I absolutely agree with the thesis that both men and women hunted, but I think the claims of women's superior endurance are not represented in reality. The fastest marathon time for men is 2 hours 1 minute and for women it is 2 hours 14 minutes. These were in 2023 and 2019 respectively, so it's not like it was years ago with drastically different treatment of the sexes. Both runners were Kenyans too, so that limits non-sex based biological differences.

I don't buy that it is socialization. For one thing, the difference disappears in sports like shooting and horseback riding where physicality is not the determining factor. On top of that, when children compete at sports there are negligible performance differences until after puberty. The article mentions the record a woman holds for swimming across the English Channel. I think that women's higher body fat provides buoyancy that massively reduces the energy required to stay afloat for a prolonged time. We don't see the same supposed superiority in other endurance events.

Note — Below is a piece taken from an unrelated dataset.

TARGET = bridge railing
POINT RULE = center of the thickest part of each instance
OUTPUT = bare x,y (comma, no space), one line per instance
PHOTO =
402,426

This link touches on many of the same topics as the main article and adds some more info.

https://www.bbc.com/future/article/20240731-the-sports-where-women-outperform-men

[–] njm1314@lemmy.world 5 points 2 months ago (3 children)

How would speed of a marathon show endurance?

[–] ChonkyOwlbear@lemmy.world 11 points 2 months ago (2 children)

How does it not? Running 26 miles takes endurance and running it fast takes even more endurance.

[–] fafferlicious@lemmy.world 7 points 2 months ago (1 children)

Stride length would like a word.

Strength, speed, and endurance are related. You're right. But it's not as clear as faster time == better endurance.

[–] ChonkyOwlbear@lemmy.world 1 points 2 months ago

Longer stride length also equals a heavier body weight to move. I'm sure there's some sort of graph where the vertex represents the most efficient combination of those factors.